Unvollkommen? Vollkommen!
Eine nüchterne und elementare Aussage aus der Bibel ist: Die Lebenszeit ist begrenzt. Eingerahmt zwischen Geburt und Tod. Mich beschäftigt seit langem der letzte Satz, den Jesus mit ungefähr 30 Jahren am Kreuz gesprochen hat, wie er im Johannesevangelium steht: Es ist vollbracht!
Ein junger Mann begeisternd, vital und mit einem klaren Ziel stirbt am Kreuz mit diesen letzten Worten: Es ist vollbracht! Im ersten Moment ist das befremdlich und unverständlich. Wie könnte das gemeint sein?

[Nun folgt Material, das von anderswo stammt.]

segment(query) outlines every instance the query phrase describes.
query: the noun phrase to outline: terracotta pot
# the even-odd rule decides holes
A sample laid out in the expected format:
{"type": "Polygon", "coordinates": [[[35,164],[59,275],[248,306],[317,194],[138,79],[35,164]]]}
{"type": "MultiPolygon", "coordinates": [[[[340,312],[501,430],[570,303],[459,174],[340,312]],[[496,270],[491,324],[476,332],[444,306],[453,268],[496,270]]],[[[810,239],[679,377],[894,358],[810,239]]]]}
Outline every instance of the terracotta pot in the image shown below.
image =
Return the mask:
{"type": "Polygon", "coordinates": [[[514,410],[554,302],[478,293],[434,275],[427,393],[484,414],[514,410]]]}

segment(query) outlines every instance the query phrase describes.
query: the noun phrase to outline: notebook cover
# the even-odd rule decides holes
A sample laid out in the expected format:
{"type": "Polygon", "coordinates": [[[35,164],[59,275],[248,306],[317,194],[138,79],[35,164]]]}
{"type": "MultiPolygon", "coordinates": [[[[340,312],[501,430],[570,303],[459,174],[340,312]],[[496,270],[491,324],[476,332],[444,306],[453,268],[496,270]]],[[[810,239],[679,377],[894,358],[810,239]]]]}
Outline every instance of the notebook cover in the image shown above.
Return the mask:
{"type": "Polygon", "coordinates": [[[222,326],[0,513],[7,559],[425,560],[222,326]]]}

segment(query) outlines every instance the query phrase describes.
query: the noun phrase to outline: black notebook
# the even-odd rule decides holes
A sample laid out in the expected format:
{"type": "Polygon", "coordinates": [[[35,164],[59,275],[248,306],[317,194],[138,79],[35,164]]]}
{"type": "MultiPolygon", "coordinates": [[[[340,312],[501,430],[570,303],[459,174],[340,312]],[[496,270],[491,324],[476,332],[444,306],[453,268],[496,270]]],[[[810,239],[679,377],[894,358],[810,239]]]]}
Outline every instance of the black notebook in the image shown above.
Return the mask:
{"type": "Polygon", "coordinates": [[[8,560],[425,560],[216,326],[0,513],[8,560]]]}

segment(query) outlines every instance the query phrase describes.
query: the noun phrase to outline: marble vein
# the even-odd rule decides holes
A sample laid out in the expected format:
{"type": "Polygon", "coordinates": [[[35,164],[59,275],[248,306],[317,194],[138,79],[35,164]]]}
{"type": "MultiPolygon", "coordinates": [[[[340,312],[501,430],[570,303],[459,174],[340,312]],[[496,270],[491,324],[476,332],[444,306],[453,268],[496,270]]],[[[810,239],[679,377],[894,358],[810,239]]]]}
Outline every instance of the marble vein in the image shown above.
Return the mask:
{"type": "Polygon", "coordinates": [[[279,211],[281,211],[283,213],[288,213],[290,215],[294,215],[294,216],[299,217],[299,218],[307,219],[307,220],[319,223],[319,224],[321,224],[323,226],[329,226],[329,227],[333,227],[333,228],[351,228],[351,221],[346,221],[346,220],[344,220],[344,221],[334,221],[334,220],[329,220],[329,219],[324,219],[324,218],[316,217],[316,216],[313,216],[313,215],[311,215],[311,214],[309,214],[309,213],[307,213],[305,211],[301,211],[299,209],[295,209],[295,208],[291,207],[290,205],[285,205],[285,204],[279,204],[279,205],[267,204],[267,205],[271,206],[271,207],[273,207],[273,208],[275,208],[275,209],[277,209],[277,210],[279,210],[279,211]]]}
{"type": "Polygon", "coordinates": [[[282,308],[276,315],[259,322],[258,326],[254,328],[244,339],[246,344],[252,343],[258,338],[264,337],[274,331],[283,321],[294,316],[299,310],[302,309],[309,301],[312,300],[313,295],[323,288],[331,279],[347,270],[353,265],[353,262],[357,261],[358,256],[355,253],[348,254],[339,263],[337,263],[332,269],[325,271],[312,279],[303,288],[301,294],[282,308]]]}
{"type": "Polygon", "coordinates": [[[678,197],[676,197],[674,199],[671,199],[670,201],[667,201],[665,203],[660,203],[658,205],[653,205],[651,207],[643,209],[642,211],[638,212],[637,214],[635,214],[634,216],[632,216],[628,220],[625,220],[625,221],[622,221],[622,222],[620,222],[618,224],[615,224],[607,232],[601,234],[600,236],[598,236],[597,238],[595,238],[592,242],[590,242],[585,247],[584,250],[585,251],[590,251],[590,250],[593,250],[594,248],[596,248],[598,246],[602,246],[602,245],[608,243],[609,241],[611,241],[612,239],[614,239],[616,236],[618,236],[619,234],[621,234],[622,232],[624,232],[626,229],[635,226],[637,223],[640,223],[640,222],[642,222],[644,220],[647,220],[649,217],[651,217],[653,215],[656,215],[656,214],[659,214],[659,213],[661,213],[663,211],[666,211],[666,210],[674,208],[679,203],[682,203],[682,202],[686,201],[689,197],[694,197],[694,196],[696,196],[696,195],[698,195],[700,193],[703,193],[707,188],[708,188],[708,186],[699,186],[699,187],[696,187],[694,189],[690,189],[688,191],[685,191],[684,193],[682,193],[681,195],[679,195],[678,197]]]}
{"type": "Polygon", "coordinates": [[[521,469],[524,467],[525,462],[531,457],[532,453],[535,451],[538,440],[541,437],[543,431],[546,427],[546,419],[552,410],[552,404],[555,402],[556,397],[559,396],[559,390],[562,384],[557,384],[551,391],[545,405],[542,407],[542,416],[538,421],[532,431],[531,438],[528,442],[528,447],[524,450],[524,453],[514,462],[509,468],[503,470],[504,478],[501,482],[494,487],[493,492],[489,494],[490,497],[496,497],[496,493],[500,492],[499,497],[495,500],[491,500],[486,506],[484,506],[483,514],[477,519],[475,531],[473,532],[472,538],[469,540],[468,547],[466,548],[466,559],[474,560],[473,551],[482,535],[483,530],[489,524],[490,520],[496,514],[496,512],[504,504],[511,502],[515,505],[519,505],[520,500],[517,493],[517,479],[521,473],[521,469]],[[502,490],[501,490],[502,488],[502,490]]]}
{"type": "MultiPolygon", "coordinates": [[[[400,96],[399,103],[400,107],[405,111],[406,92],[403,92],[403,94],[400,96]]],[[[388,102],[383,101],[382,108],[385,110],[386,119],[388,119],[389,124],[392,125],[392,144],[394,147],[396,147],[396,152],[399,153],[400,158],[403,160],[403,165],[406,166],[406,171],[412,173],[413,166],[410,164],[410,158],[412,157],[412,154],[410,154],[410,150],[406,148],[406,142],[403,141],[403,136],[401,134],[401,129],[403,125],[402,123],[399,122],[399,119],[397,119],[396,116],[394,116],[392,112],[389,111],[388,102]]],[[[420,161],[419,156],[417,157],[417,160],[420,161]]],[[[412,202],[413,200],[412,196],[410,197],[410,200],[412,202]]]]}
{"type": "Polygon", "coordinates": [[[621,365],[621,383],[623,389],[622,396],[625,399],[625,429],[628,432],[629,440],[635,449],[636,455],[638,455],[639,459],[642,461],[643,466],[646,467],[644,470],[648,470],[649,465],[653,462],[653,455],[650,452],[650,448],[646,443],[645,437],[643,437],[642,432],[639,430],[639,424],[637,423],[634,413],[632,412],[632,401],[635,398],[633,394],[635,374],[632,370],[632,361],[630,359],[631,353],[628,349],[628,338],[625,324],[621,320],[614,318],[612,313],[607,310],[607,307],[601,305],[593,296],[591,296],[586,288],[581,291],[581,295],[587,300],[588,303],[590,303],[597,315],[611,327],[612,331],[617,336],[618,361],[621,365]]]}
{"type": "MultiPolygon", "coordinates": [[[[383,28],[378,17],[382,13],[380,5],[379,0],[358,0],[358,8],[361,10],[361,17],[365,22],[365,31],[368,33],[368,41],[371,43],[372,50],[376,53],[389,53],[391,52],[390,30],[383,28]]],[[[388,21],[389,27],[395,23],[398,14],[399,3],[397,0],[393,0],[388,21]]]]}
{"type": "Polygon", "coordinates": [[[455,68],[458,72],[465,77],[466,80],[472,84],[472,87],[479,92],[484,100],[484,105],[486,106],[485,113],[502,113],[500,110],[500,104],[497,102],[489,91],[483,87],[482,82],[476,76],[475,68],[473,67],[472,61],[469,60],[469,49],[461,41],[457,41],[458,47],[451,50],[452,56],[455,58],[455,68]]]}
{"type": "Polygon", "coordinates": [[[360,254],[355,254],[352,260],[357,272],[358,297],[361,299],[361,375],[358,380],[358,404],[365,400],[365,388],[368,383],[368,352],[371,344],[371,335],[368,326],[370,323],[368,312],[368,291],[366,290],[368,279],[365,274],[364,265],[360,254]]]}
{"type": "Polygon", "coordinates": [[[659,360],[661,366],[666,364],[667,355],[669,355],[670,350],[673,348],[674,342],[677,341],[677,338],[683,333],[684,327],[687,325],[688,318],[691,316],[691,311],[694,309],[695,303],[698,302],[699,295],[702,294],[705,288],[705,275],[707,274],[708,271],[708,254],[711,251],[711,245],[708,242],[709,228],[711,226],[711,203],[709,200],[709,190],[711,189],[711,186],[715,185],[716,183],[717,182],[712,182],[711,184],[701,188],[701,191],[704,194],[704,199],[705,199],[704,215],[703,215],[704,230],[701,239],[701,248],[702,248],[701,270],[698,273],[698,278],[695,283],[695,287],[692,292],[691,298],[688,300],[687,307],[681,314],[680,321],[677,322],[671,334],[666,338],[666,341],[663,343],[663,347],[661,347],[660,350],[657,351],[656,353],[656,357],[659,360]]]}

In meinen Augen ist es so: Er konnte mit allem leben und sterben, was ihm nicht gelungen ist, mit allem, was noch lange nicht fertig war. Jesus bezeugt in diesem Satz für mich, dass er das getan hat, was Gott von ihm wollte. Und zwar kompromisslos. Jesu Zeit als Mensch war begrenzt, wie unsere.
Jesus ist aber auch ein Mensch, der sein Leben als Geschenk und Auftrag gesehen hat. Er hat sich den Menschen bedingungslos zugewandt, mit aller Weisheit, mit aller Liebe, mit allem Einsatz. Er macht in seinem Leben und mit seinem Leben einmalig klar: Gott liebt die Menschen bedingungslos. So sind diese Worte: „Es ist vollbracht“keine Anmaßung mehr, sondern ein Ausdruck der Entlastung, Erleichterung und schlussendlich auch der Dankbarkeit. Gott hat in mir vollbracht, was er vollbringen wollte. In aller Unvollkommenheit eines dreißigjährigen Lebens. Aber unvollkommen bleibt jedes Leben – und doch kann es vollbracht sein. Was Jesus vollbracht hat, zeigte sich am Ostermorgen am leeren Grab: Der Glaube an die Auferstehung setzte sich durch. So hält der christliche Glaube durch Wirklichkeit der Auferstehung die Einmaligkeit des Lebens für ewig fest. Nichts geht verloren: kein Mensch und kein wertvoller Moment Lebenszeit. Jeder Moment, der auf der Welt unvollkommen und unfertig war, ist bei Gott in Ewigkeit vollkommen aufgehoben.
Ein frohes und besinnliches Osterfest und viele Momente für die Ewigkeit!